Solo dopo aver fatto un paio di sospironi profondi si rese conto di quel
che aveva appena combinato: aveva buttato merda addosso a Lars Ulrich! Quel Lars Ulrich!
Riaprì la porta di scatto ma si ritrovò nel pianerottolo
completamente deserto; proprio nel momento in cui aveva deciso di tornarsene a
casa, però, lo sguardo le cadde sull’ascensore.

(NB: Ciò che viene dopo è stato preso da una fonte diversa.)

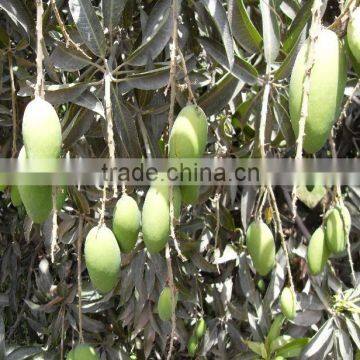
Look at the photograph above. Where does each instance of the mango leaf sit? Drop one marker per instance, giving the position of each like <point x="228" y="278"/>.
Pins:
<point x="125" y="124"/>
<point x="19" y="14"/>
<point x="292" y="348"/>
<point x="217" y="12"/>
<point x="68" y="59"/>
<point x="214" y="101"/>
<point x="244" y="31"/>
<point x="271" y="30"/>
<point x="157" y="34"/>
<point x="112" y="11"/>
<point x="241" y="69"/>
<point x="297" y="26"/>
<point x="88" y="25"/>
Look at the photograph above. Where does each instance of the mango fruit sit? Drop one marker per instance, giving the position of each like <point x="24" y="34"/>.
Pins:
<point x="317" y="252"/>
<point x="102" y="257"/>
<point x="156" y="215"/>
<point x="36" y="199"/>
<point x="337" y="228"/>
<point x="126" y="222"/>
<point x="41" y="130"/>
<point x="261" y="246"/>
<point x="200" y="329"/>
<point x="327" y="85"/>
<point x="83" y="352"/>
<point x="288" y="303"/>
<point x="353" y="34"/>
<point x="188" y="136"/>
<point x="192" y="346"/>
<point x="15" y="196"/>
<point x="165" y="304"/>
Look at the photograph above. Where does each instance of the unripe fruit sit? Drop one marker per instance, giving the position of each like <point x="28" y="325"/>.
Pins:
<point x="126" y="222"/>
<point x="261" y="246"/>
<point x="337" y="228"/>
<point x="165" y="304"/>
<point x="41" y="130"/>
<point x="36" y="199"/>
<point x="156" y="216"/>
<point x="192" y="346"/>
<point x="82" y="352"/>
<point x="188" y="136"/>
<point x="317" y="252"/>
<point x="200" y="329"/>
<point x="102" y="256"/>
<point x="327" y="85"/>
<point x="15" y="196"/>
<point x="353" y="34"/>
<point x="287" y="303"/>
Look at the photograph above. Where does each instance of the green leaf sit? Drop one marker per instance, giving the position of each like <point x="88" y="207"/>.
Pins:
<point x="297" y="26"/>
<point x="271" y="30"/>
<point x="156" y="35"/>
<point x="214" y="100"/>
<point x="112" y="11"/>
<point x="293" y="348"/>
<point x="217" y="12"/>
<point x="257" y="347"/>
<point x="241" y="69"/>
<point x="244" y="31"/>
<point x="88" y="25"/>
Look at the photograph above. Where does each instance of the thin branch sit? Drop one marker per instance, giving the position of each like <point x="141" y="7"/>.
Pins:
<point x="109" y="121"/>
<point x="39" y="88"/>
<point x="304" y="110"/>
<point x="54" y="223"/>
<point x="79" y="284"/>
<point x="282" y="237"/>
<point x="173" y="302"/>
<point x="13" y="105"/>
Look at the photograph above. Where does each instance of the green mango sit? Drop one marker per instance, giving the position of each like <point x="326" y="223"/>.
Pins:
<point x="200" y="329"/>
<point x="41" y="130"/>
<point x="126" y="222"/>
<point x="261" y="246"/>
<point x="83" y="352"/>
<point x="102" y="257"/>
<point x="288" y="303"/>
<point x="327" y="85"/>
<point x="192" y="346"/>
<point x="188" y="136"/>
<point x="317" y="253"/>
<point x="165" y="304"/>
<point x="337" y="228"/>
<point x="15" y="196"/>
<point x="156" y="216"/>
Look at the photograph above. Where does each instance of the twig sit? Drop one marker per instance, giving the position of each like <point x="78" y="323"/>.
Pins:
<point x="109" y="121"/>
<point x="79" y="285"/>
<point x="304" y="110"/>
<point x="68" y="40"/>
<point x="13" y="105"/>
<point x="282" y="237"/>
<point x="173" y="304"/>
<point x="39" y="88"/>
<point x="172" y="85"/>
<point x="54" y="223"/>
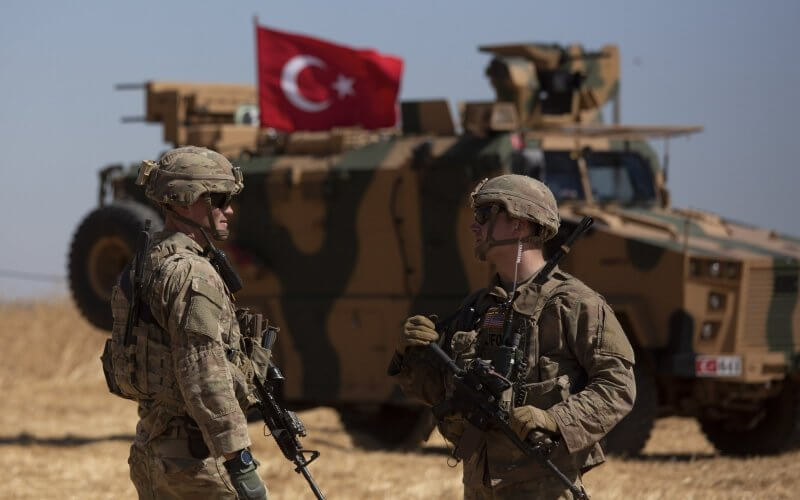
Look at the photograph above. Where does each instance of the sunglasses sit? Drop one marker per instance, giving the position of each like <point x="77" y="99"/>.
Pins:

Una volta avvicinatasi, ebbe modo di accorgersi che l’oggetto della
sua curiosità era un volantino; lo staccò e fece retrofront, leggendolo a voce alta.
-“Gentili condomini,
gradirei avvisarvi che sono lieta che
scopiate tutti come ricci, ma la mia assunzione quotidiana di protossido
può avvenire soltanto in situazioni di concentrazione monacale… Concentrazione che i vostri atti di
divertimento fanno sciamare. Confidando nella vostra comprensione, mi auguro
che possiate venirmi incontro, limitando le vostre performance o, perlomeno,
regalandomi un David Bowie ad uso e consumo personale.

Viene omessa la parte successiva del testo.